The first steps in this direction have already been taken. For example, Siemens operates remote-maintenance centers on several continents. Around 250,000 facilities are connected to these centers, which process more than 10 terabytes of data each month. This amount is expected to increase tenfold by 2020. The centers analyze the data from almost all of the systems, from traffic lights, traffic computers, trains, and ship engines to thousands upon thousands of buildings, chemical plants, paper factories, wind and gas turbines, X-ray machines, and computer tomographs.

Take wind power plants, for example. In these systems, sensors also measure mechanical vibrations, which are compared with a database containing the measurement values of more than 6,000 wind turbines. If there is an anomaly, the service team can take immediate action before the system breaks down.

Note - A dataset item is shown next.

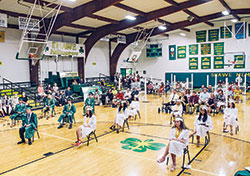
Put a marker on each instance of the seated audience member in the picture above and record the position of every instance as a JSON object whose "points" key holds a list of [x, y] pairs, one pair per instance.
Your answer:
{"points": [[203, 124], [193, 102], [121, 115], [172, 100], [211, 103], [40, 91], [89, 102], [68, 93], [184, 102], [230, 117], [221, 100], [68, 112], [49, 106], [19, 112], [204, 96], [237, 94], [134, 108], [29, 124], [89, 125], [178, 140]]}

Such anticipatory maintenance would also be extremely valuable for trains or medical equipment - and for power plants as well, of course. For example, if the drive unit of a power station's coolant pump stops working, the plant will stop generating electricity and cause losses of hundreds of thousands of dollars each day.

Smart Data Revolution

However, together with anticipatory maintenance, real-time remote diagnosis is only one example of how smart data will change companies' business models. There are many more possibilities. For example, technicians could use tablet computers to obtain the help of specialists whenever they have problems operating equipment.

In addition, doctors evaluating images from computer or magnetic resonance tomography, for example, could use smart algorithms to access a database containing many similar cases that have been rendered anonymous. This would allow the doctors to take previously accumulated information into account in their diagnoses.

Moreover, the data obtained from the management of thousands of buildings could be used to come up with recommendations for saving electricity and reducing heating costs. What's more, measurement data from a train's operation could provide train engineers with tips on how they can drive their trains more energy-efficiently. The resulting savings would be split between the user and the provider of the smart data. It would be a real win-win situation and a good example of how nuggets can be mined in the data mountains.